4.3. Str Literals

4.3.1. Escape Characters

  • \n - New line (ENTER)

  • \t - Horizontal Tab (TAB)

  • \' - Single quote ' (escape in single quoted strings)

  • \" - Double quote " (escape in double quoted strings)

  • \\ - Backslash \ (to indicate, that this is not escape char)

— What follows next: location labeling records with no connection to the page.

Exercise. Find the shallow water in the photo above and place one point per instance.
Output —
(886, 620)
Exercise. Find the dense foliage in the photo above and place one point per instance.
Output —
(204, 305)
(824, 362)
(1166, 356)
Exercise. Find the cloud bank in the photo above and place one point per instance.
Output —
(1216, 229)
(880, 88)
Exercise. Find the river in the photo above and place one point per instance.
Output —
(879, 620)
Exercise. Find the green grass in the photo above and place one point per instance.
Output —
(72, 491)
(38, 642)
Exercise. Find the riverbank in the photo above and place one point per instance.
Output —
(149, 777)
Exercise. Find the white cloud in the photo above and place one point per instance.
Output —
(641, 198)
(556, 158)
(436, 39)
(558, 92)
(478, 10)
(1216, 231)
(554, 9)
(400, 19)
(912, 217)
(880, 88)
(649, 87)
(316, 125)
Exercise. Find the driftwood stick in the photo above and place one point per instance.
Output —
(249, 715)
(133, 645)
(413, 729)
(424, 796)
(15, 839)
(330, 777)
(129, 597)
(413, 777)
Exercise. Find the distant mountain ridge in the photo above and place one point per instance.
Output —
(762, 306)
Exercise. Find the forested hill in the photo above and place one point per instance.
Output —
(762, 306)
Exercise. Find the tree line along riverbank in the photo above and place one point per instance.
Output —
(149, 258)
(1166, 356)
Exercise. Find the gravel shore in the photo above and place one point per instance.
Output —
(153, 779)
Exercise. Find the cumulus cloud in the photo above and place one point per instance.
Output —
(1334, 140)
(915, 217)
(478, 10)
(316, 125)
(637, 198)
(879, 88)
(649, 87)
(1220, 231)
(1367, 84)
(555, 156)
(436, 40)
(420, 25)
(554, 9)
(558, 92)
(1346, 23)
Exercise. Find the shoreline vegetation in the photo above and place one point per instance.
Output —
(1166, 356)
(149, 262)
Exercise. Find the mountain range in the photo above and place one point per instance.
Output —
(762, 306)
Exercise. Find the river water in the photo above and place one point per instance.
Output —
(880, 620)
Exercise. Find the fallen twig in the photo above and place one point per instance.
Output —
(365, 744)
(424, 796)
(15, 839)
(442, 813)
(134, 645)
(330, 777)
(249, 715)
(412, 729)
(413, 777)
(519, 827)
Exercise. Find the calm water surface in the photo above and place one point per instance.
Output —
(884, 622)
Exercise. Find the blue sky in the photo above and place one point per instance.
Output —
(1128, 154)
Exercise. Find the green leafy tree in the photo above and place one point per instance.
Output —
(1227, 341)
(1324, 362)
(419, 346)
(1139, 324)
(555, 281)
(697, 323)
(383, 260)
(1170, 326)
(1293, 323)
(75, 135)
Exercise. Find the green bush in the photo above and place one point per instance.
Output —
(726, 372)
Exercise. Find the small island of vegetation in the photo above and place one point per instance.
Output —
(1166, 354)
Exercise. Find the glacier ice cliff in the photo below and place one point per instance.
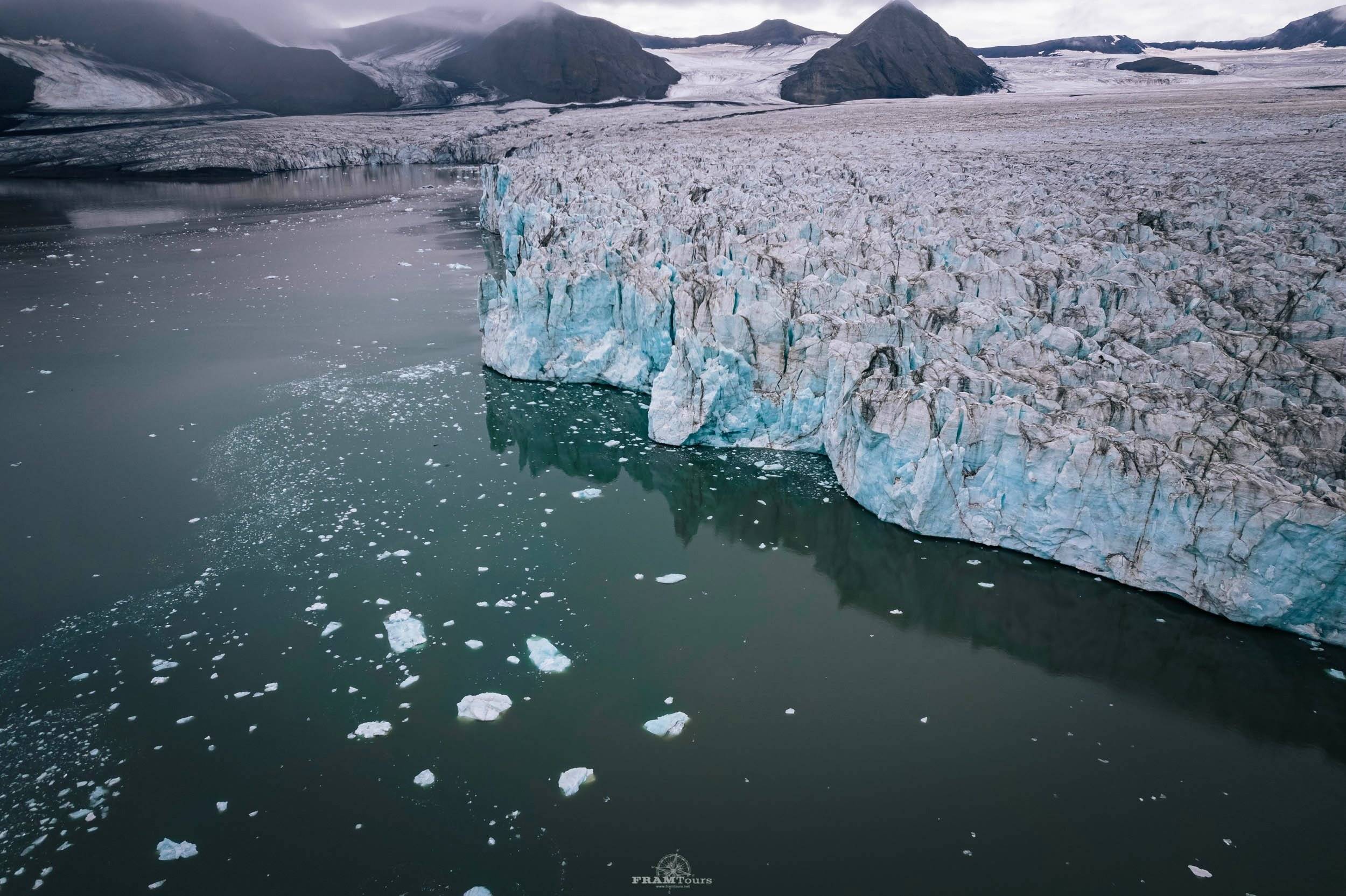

  • More information in Builtin Printing

  • https://en.wikipedia.org/wiki/List_of_Unicode_characters

>>> print('\U0001F680')
🚀
>>> a = '\U0001F9D1'  # 🧑
>>> b = '\U0000200D'  # ''
>>> c = '\U0001F680'  # 🚀
>>>
>>> astronaut = a + b + c
>>> print(astronaut)
🧑‍🚀

4.3.2. Format String

  • String interpolation (variable substitution)

  • Since Python 3.6

  • Used for str concatenation

>>> name = 'José Jiménez'
>>>
>>> print(f'My name... {name}')
My name... José Jiménez
>>> firstname = 'José'
>>> lastname = 'Jiménez'
>>>
>>> result = f'My name... {firstname} {lastname}'
>>> print(result)
My name... José Jiménez

4.3.3. Unicode Literal

  • In Python 3 str is Unicode

  • In Python 2 str is Bytes

  • In Python 3 u'...' is only for compatibility with Python 2

>>> u'zażółć gęślą jaźń'
'zażółć gęślą jaźń'

4.3.4. Bytes Literal

  • Used while reading from low level devices and drivers

  • Used in sockets and HTTP connections

  • bytes is a sequence of octets (integers between 0 and 255)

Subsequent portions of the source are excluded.